8/6/09

Fuero de Guipúzcoa en el S. XVI

Guipúzcoa se regía por la recopilación formada en Tolosa en 1583, la cual fue aumentada y corregida en 1692 por encargo de la provincia, imprimiéndose en 1696 con el título de Nueva recopilación de los fueros, privilegios, buenos usos y costumbres, leyes y ordenanzas de la muy noble y muy leal provincia de Guipúzcoa. La Junta General, compuesta de 57 miembros elegidos por las 57 alcaldías, se reunía todos los años en julio para redactar las nuevas leyes que reclamase el interés público. Antes de disolverse delegaba sus poderes en cuatro diputados generales, que debían tomarse de las ciudades de San Sebastián, Tolosa, Azpeitia y Azcoitia. El diputado general de la población en que residía aquel año el corregidor, en unión con su adjunto y los dos primeros capitulares de la misma, formaban la Diputación ordinaria que entendía en todos los negocios de la provincia que no fuesen de gran entidad; para éstos había de convocarse la Diputación extraordinaria, compuesta de los cuatro diputados generales, la cual había de reunirse además, dos veces cada año.

El corregidor o juez supremo, presidente de la Diputación y de la Junta, aunque sin voto, era elegido por los mismos naturales, y había de residir tres años en cada uno de los pueblos antes mencionados.
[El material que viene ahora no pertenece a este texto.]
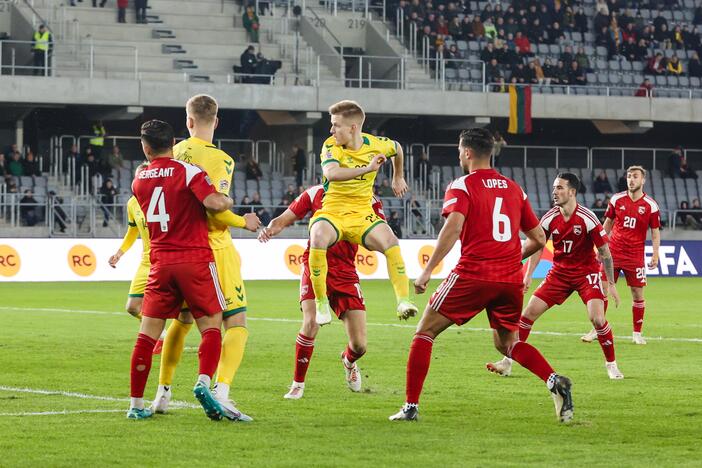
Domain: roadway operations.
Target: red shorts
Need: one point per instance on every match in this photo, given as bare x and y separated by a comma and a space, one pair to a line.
343, 295
169, 285
635, 277
557, 286
460, 299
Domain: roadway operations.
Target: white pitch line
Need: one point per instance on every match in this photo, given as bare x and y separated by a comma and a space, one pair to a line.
85, 396
372, 324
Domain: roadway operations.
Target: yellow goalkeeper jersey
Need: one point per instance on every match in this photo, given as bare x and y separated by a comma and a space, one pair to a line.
355, 193
136, 219
219, 166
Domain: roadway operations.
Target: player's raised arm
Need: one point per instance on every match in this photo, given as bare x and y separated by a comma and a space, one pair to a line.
450, 232
399, 186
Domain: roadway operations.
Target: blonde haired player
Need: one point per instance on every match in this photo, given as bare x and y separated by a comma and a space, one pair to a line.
201, 121
350, 160
136, 227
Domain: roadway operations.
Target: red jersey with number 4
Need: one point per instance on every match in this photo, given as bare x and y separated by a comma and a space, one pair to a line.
632, 219
342, 255
574, 240
170, 193
496, 209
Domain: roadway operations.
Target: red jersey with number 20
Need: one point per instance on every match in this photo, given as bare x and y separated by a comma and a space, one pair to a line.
574, 240
632, 219
496, 209
170, 194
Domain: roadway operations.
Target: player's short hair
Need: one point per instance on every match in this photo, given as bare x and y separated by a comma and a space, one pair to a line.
572, 179
637, 168
348, 109
479, 140
158, 135
202, 108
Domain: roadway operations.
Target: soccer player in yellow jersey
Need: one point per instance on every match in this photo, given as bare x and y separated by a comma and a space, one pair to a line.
350, 161
201, 121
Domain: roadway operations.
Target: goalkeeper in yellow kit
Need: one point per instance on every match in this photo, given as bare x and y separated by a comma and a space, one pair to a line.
350, 160
202, 120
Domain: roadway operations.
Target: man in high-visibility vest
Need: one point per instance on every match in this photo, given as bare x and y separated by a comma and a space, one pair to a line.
41, 48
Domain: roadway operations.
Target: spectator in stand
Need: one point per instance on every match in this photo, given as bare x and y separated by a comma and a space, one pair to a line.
645, 89
108, 194
656, 64
15, 166
299, 165
253, 171
694, 67
601, 183
28, 209
122, 10
251, 23
674, 66
31, 165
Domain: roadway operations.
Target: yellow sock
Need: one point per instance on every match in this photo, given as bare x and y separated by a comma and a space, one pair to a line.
396, 270
318, 272
172, 350
233, 344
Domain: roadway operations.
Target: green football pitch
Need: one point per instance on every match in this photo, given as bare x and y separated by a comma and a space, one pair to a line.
64, 381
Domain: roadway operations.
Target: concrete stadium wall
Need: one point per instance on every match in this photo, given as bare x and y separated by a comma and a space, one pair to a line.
84, 91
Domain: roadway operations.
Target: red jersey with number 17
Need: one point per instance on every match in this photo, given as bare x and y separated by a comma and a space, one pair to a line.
574, 240
341, 256
496, 209
170, 193
632, 219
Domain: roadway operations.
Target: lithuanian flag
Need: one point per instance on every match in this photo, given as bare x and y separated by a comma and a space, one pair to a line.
519, 109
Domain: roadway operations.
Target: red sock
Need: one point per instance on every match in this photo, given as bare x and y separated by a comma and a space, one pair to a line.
530, 358
141, 364
304, 346
637, 312
606, 339
209, 351
418, 366
524, 328
351, 355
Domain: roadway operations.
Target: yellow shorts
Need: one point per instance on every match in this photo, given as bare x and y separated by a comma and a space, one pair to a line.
351, 226
136, 289
228, 264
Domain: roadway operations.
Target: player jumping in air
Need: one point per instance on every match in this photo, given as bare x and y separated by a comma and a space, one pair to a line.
629, 216
575, 232
350, 161
486, 211
172, 194
201, 120
343, 292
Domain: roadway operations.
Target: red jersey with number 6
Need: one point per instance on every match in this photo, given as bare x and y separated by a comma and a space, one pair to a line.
632, 219
574, 240
496, 209
170, 193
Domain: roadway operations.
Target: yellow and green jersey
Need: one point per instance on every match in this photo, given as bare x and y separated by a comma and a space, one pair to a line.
219, 166
355, 193
136, 219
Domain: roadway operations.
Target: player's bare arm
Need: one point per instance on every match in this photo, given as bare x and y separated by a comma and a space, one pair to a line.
399, 185
608, 263
448, 236
217, 202
656, 241
333, 172
276, 225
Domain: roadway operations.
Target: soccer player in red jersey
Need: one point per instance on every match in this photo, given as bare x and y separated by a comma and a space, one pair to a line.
171, 194
343, 291
575, 232
629, 216
486, 211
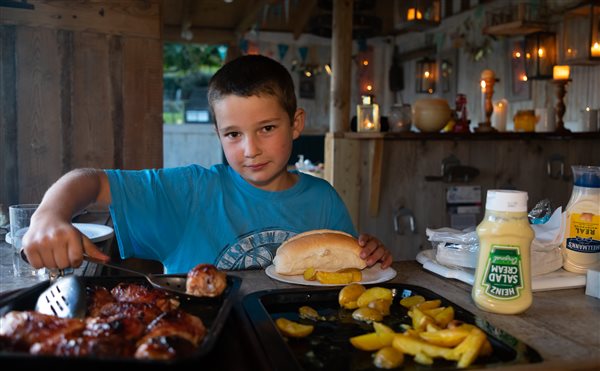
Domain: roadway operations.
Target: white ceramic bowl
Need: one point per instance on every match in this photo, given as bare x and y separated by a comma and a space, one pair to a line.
430, 115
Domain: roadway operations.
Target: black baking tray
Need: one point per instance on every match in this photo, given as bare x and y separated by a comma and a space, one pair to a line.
328, 347
212, 311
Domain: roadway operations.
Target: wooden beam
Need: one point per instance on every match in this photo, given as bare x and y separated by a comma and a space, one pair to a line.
133, 18
251, 15
200, 35
341, 57
375, 162
303, 16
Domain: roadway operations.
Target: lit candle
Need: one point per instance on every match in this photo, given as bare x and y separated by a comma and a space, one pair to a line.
499, 116
596, 49
561, 72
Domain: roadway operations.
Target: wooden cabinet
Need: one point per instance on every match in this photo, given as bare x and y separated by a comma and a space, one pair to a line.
397, 179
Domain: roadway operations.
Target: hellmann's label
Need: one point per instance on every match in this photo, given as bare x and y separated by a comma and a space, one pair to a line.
584, 233
503, 276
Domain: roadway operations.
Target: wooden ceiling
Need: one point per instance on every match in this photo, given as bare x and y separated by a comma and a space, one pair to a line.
225, 21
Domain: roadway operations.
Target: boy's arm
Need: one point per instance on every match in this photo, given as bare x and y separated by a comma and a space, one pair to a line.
51, 240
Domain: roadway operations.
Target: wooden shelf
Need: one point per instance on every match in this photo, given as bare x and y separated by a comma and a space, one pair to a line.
470, 136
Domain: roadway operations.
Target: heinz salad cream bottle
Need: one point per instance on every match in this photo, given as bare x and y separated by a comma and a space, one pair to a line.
503, 274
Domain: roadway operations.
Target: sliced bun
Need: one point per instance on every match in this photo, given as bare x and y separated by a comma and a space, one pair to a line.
324, 250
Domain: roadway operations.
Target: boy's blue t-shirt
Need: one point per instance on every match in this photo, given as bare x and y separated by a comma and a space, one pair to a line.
190, 215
Los Guipuzcoanos eran nobles y como tales, no prestaban servicios sino a título voluntario; comerciaban libremente con Francia, Inglaterra y los demás reinos de España, y este tráfico, junto con la industria, era su único recurso por lo reducido y estéril del territorio; tenían el privilegio de no servir fuera de su tierra, a la que defendían por si mismos en caso de guerra con Francia o la Gran Bretaña; solo Irún y San Sebastián podían recibir guarniciones reales, y finalmente estaban autorizados los guipuzcoanos para no cumplir las órdenes del rey, contrarias a sus leyes particulares.